A new smartphone app, launched Tuesday by the Utah Department of Transportation, aims to facilitate the creation of safe walking groups.
The UDOT Walking School Bus app, available for Apple and Android devices, assists parents in forming groups, coordinating chaperones and organizing schedules.
It sends an alert to parents when their children arrive safely at school and also tracks the distance walked, the calories burned and the emissions saved by avoiding vehicle travel.
"We know that the No. 1 concern for parents is child safety," said Cherissa Wood, manager of UDOT's School and Pedestrian Safety Program. "They don’t want their kids to walk or bike to school because they’re concerned about safety and because UDOT is all about safety, we want to help resolve some of those issues."
Wood said the app began in analog form, with a group of parents at Howard Driggs who got together to organize a walking group. The Walking School Bus program was effective, but it required constant communication between parents to verify who was walking with students the next morning and which students would and would not be joining the group for the day.
With the help of parents, UDOT began working on an app form of the program two years ago, Wood said, with a beta version being tested for the past several months.

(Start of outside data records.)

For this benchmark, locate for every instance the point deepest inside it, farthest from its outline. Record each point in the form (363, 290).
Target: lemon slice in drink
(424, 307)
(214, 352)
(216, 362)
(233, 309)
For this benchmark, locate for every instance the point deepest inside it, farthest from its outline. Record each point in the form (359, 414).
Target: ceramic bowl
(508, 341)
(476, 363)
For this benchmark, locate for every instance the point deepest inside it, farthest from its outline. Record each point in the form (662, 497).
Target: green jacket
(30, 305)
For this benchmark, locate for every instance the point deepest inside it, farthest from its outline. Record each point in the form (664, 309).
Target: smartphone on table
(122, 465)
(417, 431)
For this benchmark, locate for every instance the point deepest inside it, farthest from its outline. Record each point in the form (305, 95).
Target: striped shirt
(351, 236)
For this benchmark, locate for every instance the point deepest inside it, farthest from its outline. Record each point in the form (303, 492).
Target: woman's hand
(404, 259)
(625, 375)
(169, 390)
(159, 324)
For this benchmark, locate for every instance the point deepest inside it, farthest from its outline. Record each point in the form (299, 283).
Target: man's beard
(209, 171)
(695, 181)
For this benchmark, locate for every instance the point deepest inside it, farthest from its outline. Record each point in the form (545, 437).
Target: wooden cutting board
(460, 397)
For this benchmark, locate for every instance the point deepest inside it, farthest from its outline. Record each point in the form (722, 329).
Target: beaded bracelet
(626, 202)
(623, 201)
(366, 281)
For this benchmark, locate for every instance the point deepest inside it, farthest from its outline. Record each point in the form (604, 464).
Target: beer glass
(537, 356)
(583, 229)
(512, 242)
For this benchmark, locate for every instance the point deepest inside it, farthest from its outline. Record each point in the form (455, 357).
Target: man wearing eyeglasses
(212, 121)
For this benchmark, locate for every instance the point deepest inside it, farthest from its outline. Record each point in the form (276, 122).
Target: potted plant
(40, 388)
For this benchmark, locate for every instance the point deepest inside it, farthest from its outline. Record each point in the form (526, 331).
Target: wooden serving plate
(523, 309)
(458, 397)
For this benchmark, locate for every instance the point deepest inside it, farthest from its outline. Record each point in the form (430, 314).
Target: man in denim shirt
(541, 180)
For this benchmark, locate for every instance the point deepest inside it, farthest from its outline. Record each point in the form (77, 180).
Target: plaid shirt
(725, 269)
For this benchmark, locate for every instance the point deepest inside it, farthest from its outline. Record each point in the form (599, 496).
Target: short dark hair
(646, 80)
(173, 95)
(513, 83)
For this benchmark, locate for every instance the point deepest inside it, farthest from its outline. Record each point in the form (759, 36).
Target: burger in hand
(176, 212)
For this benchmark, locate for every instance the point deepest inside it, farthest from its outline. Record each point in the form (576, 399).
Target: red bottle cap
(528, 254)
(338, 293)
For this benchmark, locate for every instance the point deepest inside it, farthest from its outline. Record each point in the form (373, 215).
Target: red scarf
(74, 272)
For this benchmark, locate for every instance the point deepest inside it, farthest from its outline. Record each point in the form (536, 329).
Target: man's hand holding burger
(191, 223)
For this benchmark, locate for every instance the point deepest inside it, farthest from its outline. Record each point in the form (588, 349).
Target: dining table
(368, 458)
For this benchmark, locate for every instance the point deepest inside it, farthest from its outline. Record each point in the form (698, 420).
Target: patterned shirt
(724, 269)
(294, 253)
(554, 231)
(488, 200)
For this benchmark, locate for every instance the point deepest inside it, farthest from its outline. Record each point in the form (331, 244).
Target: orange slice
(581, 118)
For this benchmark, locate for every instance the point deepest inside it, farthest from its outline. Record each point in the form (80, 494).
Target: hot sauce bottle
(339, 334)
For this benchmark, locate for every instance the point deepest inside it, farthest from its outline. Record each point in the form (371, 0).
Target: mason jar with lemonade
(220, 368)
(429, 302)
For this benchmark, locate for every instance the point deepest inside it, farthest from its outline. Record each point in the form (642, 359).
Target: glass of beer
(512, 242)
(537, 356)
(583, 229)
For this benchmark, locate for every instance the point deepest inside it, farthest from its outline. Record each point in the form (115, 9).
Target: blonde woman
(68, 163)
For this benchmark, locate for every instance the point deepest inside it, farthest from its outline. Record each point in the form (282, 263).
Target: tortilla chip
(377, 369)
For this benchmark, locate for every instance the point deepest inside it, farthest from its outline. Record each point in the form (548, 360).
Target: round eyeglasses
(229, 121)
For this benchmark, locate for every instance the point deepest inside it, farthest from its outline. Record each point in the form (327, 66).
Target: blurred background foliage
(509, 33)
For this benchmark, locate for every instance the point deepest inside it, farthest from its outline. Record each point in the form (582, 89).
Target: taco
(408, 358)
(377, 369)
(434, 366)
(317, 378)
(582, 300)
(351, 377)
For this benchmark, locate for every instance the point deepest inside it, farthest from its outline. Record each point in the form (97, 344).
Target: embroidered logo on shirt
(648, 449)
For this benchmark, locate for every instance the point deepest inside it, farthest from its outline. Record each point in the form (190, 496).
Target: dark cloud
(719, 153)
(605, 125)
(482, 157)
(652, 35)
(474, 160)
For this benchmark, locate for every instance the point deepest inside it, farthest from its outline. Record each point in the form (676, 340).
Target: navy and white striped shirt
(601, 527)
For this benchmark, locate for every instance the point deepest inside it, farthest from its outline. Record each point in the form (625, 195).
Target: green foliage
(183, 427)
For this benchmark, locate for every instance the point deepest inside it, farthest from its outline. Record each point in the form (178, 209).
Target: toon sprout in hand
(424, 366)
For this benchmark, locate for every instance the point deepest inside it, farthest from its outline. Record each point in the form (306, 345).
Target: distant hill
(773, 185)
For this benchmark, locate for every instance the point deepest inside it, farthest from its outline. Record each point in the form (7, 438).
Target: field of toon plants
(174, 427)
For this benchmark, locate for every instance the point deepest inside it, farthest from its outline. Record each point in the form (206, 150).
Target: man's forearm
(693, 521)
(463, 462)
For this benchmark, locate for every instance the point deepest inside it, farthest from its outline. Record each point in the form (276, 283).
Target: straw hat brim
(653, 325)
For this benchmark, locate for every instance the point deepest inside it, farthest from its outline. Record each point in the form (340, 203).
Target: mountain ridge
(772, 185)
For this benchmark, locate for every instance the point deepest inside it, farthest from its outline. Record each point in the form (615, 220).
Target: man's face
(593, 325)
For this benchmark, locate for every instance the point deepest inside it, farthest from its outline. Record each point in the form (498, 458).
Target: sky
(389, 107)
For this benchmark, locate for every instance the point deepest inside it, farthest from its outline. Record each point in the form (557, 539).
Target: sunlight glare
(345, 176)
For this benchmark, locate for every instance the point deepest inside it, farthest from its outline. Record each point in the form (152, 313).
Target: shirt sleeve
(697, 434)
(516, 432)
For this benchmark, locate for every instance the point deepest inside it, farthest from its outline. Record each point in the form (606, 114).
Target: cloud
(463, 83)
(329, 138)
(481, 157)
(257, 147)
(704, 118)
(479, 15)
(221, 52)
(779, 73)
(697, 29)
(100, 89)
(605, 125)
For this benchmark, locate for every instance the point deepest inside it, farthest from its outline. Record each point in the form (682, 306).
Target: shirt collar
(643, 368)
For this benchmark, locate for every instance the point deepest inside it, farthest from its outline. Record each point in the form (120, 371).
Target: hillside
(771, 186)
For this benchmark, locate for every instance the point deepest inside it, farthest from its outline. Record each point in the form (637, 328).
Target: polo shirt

"It just makes it easier for parents to organize these walking groups within their neighborhoods," Wood said. "Most people have a smartphone and this allows them to really organize it in an easy way and coordinate with everybody all at once."
Darci Hall, one of the parents involved in the pilot testing group, said the app is user-friendly, requiring authorization by a group administrator to prevent prying eyes from accessing information and allowing parents to add or remove their children from the list of students who need to be picked up in the morning.
She said a parent acting as chaperone on a particular day has a clear list of the students walking with the group and with a single click can let the other parents know when they've arrived at school.
"I love that there is a parent that is with the kids every day," Wood said. "When the kids get to school there’s the ability to click and alert all the parents that the kids have made it safely, which I think is a great function."
Lynley Johnson, who has two children currently attending elementary school, said she is part of a group of seven parents who take turns accompanying their children to school.
She said the app eases the process of coordinating with parents, but also said it would be beneficial for new families moving into a new area who are looking for ways to get their children to class.
"You’d be able to go in there and see which groups live near you and so you could join a group that’s already established," she said.
Wood said the app is geographically based, and parents can select their school district and school to see what groups exist or create their own. She said the app is free and available for parents throughout the state.
"We just want to encourage parents to download the app instead of doing a traditional carpool," Wood said. "This year for back to school, organize with the groups in your neighborhood for a walking school bus instead."